Slashdot Mirror


Incorporating Machine Learning into Firefox 2.0?

blakeross asks: "I will be doing research this summer at Stanford with Professor Andrew Ng about how we can incorporate machine learning into Firefox. As we work to finish up Firefox 1.0, we're also seeking ideas that will make Firefox 2.0 blow every other browser out of the water. People who come up with the best 3-5 ideas that involve the use of machine learning will win Gmail accounts, and if we implement your idea you'll be acknowledged in both our paper and in Firefox credits. Your idea will also be appreciated by the millions of people who use Firefox. We'll also entertain Thunderbird proposals. See my weblog post for more details; I'll read all comments posted in response to this story or to my weblog."

11 of 806 comments (clear)

  1. The top five ideas by Anonymous Coward · · Score: 5, Interesting

    Here are the best five ideas incorporating machine learning:

    1. Based on the user's browsing habits, automatically bookmark the most frequently visited sites, and automatically put them into *multiple* categories (not just one category) to make them easy to find.

    2. Create a full-text index in real-time of every page that has been browsed. When the user visits any web page, display a sidebar of "Related previously-viewed pages."

    3. A Google-News-like consolidation feature for the user's most-frequently visited news site, automatically highlighting stories of interest based on ones they've previously viewed.

    4. Allow user to select "Fewer images like this" or "More images like this" or "Less text like this" and "More text like this" and using Bayesian or other similar filters, automatically block or highlight content. For blocking advertisements, or highlighting certain key passages.

    5. Allow the user to browse their own hard drive, and categorize content automatically ("this is a document about lambs" ... "this is a picture of a sunflower") and let them group and search for items. Eg. "Pictures like this" or "Documents about cats."

    Please give my Gmail accounts to Gmail for the troops.

  2. ideas by pangel83 · · Score: 5, Interesting

    - The pop-up management in modern browsers who provide this feature although more efficient than in the past is still not perfect. Adapt to what pop-ups a person normally uses

    - Content highlighting (especially in news sites). Learn what types of news articles / subjects a user is interested in, and highlight titles in news pages that suit the user.

    - Accelerator for narrowband connections. Predict which pages the user is more likely to visit next, and start loading them as the user still reads the previous page.

    - Recognise efficiently scam sites? Protect users from fraudsters?

    PS: Not machine learning, but the sole requirement by me for a browser (dunno if its done in firefox now as hvent used it for a long time): Open new tab as a default rather than a new window, or at least provide the option.

  3. idea by undertow3886 · · Score: 5, Interesting

    Make it so when the user hits the Page Down key, a horizontal line appears for a few seconds where the old bottom of the page was, then fades away.
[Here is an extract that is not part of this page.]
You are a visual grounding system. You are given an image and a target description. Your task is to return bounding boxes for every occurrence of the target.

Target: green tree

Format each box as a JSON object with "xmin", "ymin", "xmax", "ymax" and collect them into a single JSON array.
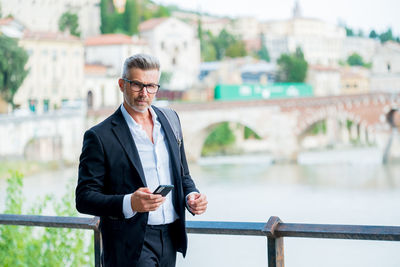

So when you're reading long sections of text and hit Page Down, your eye can quickly scan to where you left off.

    --
    Sick of people knocking on Gentoo's greatness in completely unrelated .sigs? Me too!
  4. Screw machine learning... by MSBob · · Score: 5, Interesting
    I've been waiting for searchable bookmarks for about a decade now and it is yet to appear in any web browser. Bookmarks as implemented in today's browsers are useless. They are unmanageable beyond twenty or so and the interfaces to keep them "organized" in "folders" are clumsy at best.

    There. Your most important feature that browsers never had. Searchable bookmarks. Doesn't get much simpler than that. Am I the only one who thinks it's something every browser should have had long time aog?

    --
    Your pizza just the way you ought to have it.
  5. Spyware Filter Integrated In Download Manager by dduardo · · Score: 5, Interesting

    The firefox download manager should scan downloads for malicious spyware, stop the bad download(s) and warn the user of the danger posed by the file(s).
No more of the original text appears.